CSU's Methane Emissions Testing Evaluation Center is a national proving ground for new technologies.

CSU was also part of nine successful proposals funded last year as part the USDA Climate-Smart Commodities Research Program. These projects track and reduce carbon emissions associated with agricultural products through regenerative ranching or using farm and soil management practices that promote increased storage of soil carbon. Meanwhile, researchers in the College of Agricultural Sciences study agrivoltaics, which are solar panels on rooftop gardens or farmland that generate clean energy and shade for animals and crops and conserve irrigation water.

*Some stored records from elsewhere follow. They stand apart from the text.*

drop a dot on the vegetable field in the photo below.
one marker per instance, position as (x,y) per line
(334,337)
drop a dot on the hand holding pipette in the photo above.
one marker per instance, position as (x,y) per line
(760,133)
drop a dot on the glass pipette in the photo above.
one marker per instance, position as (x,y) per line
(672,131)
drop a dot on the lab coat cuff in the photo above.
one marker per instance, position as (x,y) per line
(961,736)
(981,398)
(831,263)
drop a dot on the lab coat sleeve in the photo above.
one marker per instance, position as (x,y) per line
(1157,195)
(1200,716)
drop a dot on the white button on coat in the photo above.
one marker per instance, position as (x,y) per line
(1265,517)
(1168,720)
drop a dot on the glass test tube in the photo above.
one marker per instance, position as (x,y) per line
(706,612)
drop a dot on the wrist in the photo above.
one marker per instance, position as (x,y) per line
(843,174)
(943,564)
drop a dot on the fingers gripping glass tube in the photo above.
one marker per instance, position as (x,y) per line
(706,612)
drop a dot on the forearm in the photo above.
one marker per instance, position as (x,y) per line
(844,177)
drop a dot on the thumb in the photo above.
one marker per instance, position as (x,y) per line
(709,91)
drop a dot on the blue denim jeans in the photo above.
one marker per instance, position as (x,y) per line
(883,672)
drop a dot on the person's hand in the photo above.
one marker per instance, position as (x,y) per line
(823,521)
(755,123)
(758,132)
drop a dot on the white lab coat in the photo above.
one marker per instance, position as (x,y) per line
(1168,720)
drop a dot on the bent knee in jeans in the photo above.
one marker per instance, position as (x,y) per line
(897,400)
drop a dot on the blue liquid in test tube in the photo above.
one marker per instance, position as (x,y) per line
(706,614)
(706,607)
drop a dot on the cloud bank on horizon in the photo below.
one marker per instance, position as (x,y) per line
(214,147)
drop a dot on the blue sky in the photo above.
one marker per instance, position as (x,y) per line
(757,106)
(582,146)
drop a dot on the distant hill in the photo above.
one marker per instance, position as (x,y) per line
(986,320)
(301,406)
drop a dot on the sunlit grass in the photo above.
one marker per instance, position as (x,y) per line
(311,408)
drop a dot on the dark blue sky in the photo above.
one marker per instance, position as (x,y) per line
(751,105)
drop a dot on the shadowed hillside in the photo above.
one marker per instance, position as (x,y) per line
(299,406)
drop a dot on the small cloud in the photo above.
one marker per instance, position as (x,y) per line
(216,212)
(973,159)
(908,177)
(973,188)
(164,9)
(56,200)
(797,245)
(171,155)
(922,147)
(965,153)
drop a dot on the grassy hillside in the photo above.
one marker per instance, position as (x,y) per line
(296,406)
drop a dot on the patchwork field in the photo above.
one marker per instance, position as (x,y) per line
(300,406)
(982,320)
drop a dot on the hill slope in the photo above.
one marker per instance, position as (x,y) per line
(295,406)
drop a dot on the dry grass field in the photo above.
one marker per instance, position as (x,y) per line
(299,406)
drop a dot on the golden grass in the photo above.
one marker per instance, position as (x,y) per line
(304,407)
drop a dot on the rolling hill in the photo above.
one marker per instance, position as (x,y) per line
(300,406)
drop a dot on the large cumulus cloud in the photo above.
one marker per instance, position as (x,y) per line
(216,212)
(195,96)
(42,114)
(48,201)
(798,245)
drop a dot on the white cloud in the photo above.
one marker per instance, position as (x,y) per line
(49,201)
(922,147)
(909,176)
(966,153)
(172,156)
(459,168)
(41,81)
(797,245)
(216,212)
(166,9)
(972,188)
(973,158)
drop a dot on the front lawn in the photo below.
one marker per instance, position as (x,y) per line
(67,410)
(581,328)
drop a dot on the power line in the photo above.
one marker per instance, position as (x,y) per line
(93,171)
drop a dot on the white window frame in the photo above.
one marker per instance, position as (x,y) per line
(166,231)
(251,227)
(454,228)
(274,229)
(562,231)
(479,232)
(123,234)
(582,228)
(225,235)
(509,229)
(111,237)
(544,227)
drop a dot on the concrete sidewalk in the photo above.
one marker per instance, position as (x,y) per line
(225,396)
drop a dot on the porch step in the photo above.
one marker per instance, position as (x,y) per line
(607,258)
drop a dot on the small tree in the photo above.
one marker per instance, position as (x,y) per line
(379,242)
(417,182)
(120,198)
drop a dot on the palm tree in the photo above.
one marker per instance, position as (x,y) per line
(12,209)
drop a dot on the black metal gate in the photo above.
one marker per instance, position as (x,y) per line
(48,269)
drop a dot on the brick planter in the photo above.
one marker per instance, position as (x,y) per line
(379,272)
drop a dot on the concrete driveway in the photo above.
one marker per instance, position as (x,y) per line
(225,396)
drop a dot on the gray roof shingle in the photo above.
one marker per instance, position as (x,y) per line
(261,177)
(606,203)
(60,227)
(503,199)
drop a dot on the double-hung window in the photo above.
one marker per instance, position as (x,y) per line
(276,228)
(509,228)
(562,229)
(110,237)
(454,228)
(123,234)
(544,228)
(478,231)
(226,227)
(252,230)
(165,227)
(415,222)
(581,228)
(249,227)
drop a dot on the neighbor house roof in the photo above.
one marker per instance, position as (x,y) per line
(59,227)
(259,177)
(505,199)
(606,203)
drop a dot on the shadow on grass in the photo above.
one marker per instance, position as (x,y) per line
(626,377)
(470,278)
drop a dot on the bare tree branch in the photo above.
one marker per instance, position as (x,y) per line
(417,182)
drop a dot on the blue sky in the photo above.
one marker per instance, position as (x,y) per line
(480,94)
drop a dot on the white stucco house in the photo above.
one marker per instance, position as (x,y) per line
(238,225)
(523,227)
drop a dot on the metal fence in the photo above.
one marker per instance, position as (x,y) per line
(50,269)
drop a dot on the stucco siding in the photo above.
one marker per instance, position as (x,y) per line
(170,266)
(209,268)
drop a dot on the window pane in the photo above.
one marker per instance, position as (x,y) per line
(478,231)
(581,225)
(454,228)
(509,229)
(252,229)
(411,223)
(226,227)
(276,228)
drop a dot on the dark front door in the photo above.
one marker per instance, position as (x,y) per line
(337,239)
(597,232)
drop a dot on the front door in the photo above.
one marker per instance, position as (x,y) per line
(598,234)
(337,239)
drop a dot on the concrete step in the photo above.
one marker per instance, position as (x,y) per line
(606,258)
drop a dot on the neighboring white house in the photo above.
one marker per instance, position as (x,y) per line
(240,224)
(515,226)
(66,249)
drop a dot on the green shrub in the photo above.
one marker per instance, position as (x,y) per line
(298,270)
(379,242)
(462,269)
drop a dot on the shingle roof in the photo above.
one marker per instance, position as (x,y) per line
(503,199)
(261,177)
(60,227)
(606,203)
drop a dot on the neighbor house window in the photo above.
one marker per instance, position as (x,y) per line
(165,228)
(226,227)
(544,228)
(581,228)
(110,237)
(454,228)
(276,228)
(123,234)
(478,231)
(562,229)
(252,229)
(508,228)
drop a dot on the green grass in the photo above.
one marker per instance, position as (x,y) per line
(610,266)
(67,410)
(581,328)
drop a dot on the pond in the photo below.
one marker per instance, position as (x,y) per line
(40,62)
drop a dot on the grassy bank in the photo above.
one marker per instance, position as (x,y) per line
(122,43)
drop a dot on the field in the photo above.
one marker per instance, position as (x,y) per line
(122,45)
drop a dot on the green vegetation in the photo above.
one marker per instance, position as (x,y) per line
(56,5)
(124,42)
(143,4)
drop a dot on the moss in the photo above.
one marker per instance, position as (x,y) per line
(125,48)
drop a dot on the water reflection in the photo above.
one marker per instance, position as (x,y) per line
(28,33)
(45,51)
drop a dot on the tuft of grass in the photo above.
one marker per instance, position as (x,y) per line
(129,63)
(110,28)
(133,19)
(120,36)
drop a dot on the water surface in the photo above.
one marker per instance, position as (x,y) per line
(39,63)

In climate science, faculty in the Department of Atmospheric Science are international leaders. They include Professor Elizabeth Barnes, whose work on climate modeling and forecasting was recently published in the Proceedings of the National Academy of Sciences, and Jim Hurrell, who recently was an author on a U.N. Environmental Programme report on the importance of researching the potential benefits and risks of solar climate intervention.

Hope for the Future

Climate change can seem overwhelming. Yet, our students remind us that losing hope is not an option for them.

At a recent event, Aleta Weller of SoGES said the most moving thing about the international climate conference was the Children and Youth Pavilion, where youth leaders were passionate and inspiring, reminding us all that they have inherited this problem, and we need to be working together with real urgency to make a better future.

In the face of this existential challenge, the CSU community is an amazing place to work and learn. Every day, people on campus are driving innovation and research on the many complex facets of climate change. I know that in the years to come, our research will only expand, and we will pursue creative approaches to education and outreach to serve our present and future climate leaders as they grapple with what might be the greatest challenge civilization has faced.

Courtney Schultz is a professor of forest and fire policy, director of the Public Lands Policy Group, and director of the Climate Adaptation Partnership, housed in the Department of Forest and Rangeland Stewardship in the Warner College of Natural Resources.